Carl Clark was a participant in the Camden program as he was growing up and, as an adult, started the Trenton branch in 2010. Yesterday, at 7 a.m., he helped to prepare the canoes for the trek south from the Duck Island starting point. Twenty-five children and adults are on this trip.

“I really didn’t have any role models who were adults that I could really look up to,” Clark, 32, said, remembering how he was at age 6 when he met Urban Promise founder Bruce Main. The program helped him to acquire character and wisdom, he said. “That’s necessary for the development of a young person,” Clark said.

He decided to bring the program to Trenton, leaving behind a career as a banker, because he wanted to provide the same hope to children and teens that he had when he was growing up.

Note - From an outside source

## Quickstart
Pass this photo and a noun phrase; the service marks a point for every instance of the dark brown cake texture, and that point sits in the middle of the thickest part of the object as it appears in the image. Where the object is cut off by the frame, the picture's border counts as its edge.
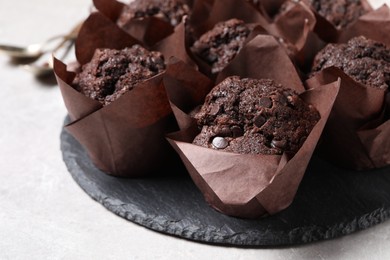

Clark first came to Trenton when he attended The College of New Jersey on a full scholarship in nearby Ewing.
“We do just about everything under the sun for development of young kids and teenagers,” he said.

Clark said the summer camp programs are led by teenagers in the community who are called “street leaders.” The high-school aged street leaders go through a class where they learn leadership and life skills such as interviewing and resume building, then they have to interview for the job as counselor for the summer camp. The teens are then paid by Urban Promise to be counselors for the younger children, usually ages 6 to 12, who are enrolled in the free camp.

“Some of the children they don’t feel so much hope,” said Marselly Almanzar, an intern with Urban Promise Trenton. “I’ve seen how this can help them achieve so much more.”

Clark said the camp will run at two churches in Trenton this year from July 9 to Aug. 10. The program is sustained mostly by donations, said Phyllis Jones, the board president for Urban Promise Trenton.

Main came up with the idea for the “Paddle for Promise” fundraiser while brainstorming ways for the three regional Urban Promise groups to collaborate.

“We have this whole emphasis on getting kids out doors,” Main said. “Let’s do something on the river.”

He said he called up some friends from the Philadelphia Dragon Boat Association and the Philadelphia Police Dragon Boat Team who provided the canoes and some manpower to guide the novice Urban Promise employees along the way.

The group arrived in Camden yesterday afternoon and will row from Camden to Wilmington today. Volunteers from all three locations are using the trip to raise funds for the summer camps. The group from Trenton is looking to raise $2,500.

“We can expand,” he said. “The only thing that can hold us back is finances.”

Clark said his goal is to have an Urban Promise site in each of the city’s four wards and another central site so that he can reach about 500 students in Trenton.